The Democratic Party says “State law presumes that the candidate and the campaign will be the entities obtaining valid qualifying petitions” to get on the ballot. That is not necessarily true. In 2004, the Michigan Republican Party circulated a petition to put Ralph Nader on the ballot as an independent presidential candidate. Nader did not have anything to do with that petition drive. Democrats sued to invalidate the petition on the grounds that Nader’s campaign did not circulate it, but the Michigan State Court of Appeals ruled that nothing in state law required the presidential candidate’s campaign to be the only entity circulating such a petition. DeeLeeuw v State Board of Canvassers, 688 NW 2d 847.
Also, in 1968, petitions to place Eugene McCarthy on the ballot as an independent were circulated in Arizona, California, Illinois, Indiana, Iowa, Massachusetts, Michigan, Minnesota, Montana, Nebraska, New Hampshire, New York, Oregon, Vermont, and Wisconsin, and McCarthy had nothing to do with those efforts and even opposed them.
In 1960, petitions were circulated to put Arkansas Governor Orval Faubus on the ballot in several states, and Faubus had nothing to do with those efforts. In 1952, petitions were circulated to put General Douglas MacArthur on the ballot in several states, and he had nothing to do with those efforts. Thanks to ElectionLawBlog for the link.
On Saturday, February 24, 2024, from 5:30 to 7 PM PST, the first Presidential candidate panel will include Libertarian Party presidential candidates Michael Rectenwald and Mike ter Maat, along with Robert F. Kennedy, Jr. and Jill Stein, who is seeking the Green Party nomination.
On Sunday, February 25, 2024, again from 5:30 to 7 PM, the second Presidential candidate panel will include Libertarian candidates Lars Mapstead, Jacob Hornberger, and Charles Ballay, along with Independent candidate Cornel West.
The LPCA convention is February 23-25, 2024, at The Hilton Costa Mesa, 3050 Bristol St., Costa Mesa, CA 92626.
The U.S. Supreme Court oral argument seems to show that the Colorado Supreme Court decision that keeps former President Donald Trump off the ballot will be reversed, perhaps unanimously. Some of the justices, both Democratic and Republican appointees, seem very bothered by the idea that states can make decisions about ballot access in connection with the insurrection clause, because there would be a patchwork effect.
Justice Elena Kagan mentioned that the U.S. Supreme Court decision Anderson v Celebrezze shows that states don’t have unlimited discretion to bar candidates from the ballot, even though Article Two says they can appoint presidential electors any way they wish. It is a good signal for ballot access that the U.S. Supreme Court is thinking about Anderson v Celebrezze, which struck down early petition deadlines for independent presidential candidates.
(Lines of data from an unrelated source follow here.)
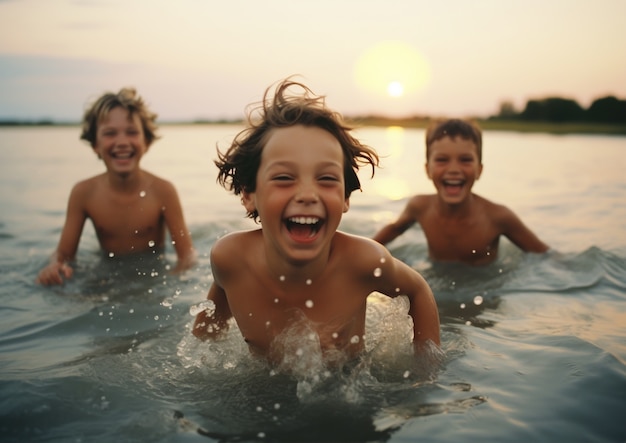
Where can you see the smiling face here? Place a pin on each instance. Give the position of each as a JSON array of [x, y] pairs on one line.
[[453, 166], [299, 195], [120, 142]]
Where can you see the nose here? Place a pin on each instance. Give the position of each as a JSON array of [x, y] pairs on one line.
[[306, 194]]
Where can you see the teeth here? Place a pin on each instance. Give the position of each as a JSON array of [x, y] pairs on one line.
[[304, 220], [122, 154]]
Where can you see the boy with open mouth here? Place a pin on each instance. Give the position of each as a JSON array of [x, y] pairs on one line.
[[295, 168], [459, 225]]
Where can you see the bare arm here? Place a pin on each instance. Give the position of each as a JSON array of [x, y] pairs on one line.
[[58, 268], [398, 278], [407, 218], [516, 231], [213, 321], [175, 221]]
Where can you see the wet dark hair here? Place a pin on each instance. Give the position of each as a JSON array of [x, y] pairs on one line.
[[452, 128], [126, 98], [238, 166]]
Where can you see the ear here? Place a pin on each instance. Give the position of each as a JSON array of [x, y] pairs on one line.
[[480, 171], [95, 151], [248, 201]]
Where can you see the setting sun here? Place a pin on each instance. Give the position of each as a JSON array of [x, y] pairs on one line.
[[395, 89], [392, 68]]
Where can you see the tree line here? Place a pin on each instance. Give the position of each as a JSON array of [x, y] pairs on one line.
[[607, 109]]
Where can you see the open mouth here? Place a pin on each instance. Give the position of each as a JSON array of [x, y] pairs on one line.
[[303, 228], [123, 155], [453, 186]]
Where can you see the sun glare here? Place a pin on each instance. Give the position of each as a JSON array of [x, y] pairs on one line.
[[395, 89], [393, 69]]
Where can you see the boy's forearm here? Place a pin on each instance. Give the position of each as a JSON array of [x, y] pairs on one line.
[[386, 235]]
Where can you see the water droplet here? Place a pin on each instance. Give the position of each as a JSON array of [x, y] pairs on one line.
[[207, 306]]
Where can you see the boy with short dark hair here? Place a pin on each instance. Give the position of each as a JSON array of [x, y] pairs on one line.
[[459, 225], [295, 169]]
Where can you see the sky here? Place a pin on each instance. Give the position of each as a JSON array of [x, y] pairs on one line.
[[206, 59]]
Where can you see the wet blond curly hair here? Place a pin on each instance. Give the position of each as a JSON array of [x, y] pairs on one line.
[[239, 164], [126, 98]]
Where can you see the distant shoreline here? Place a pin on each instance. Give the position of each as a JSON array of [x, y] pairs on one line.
[[417, 122]]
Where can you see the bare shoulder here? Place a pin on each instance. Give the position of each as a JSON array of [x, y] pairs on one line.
[[85, 188], [499, 214], [358, 250], [420, 202], [229, 248]]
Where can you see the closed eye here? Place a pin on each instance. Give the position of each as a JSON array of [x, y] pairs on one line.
[[282, 178]]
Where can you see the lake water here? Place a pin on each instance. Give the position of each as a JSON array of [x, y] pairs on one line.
[[535, 346]]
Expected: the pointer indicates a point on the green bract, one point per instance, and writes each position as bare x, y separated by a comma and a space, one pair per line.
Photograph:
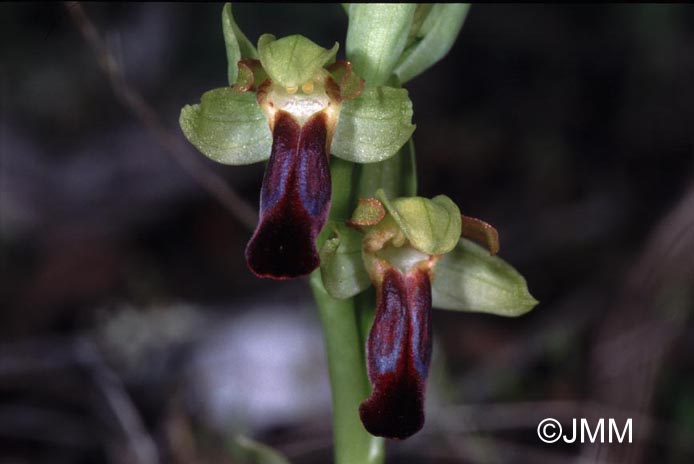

The attorney for the objectors, Jason C. Murray, reminded the Court three times that there were no ballot access restrictions in place in 1868. It is very good that the Court heard this. It is possible that some members of the Court may not have known that. The attorney explained that there were no government-printed ballots until the 1890’s, which is true and which needs to be better known.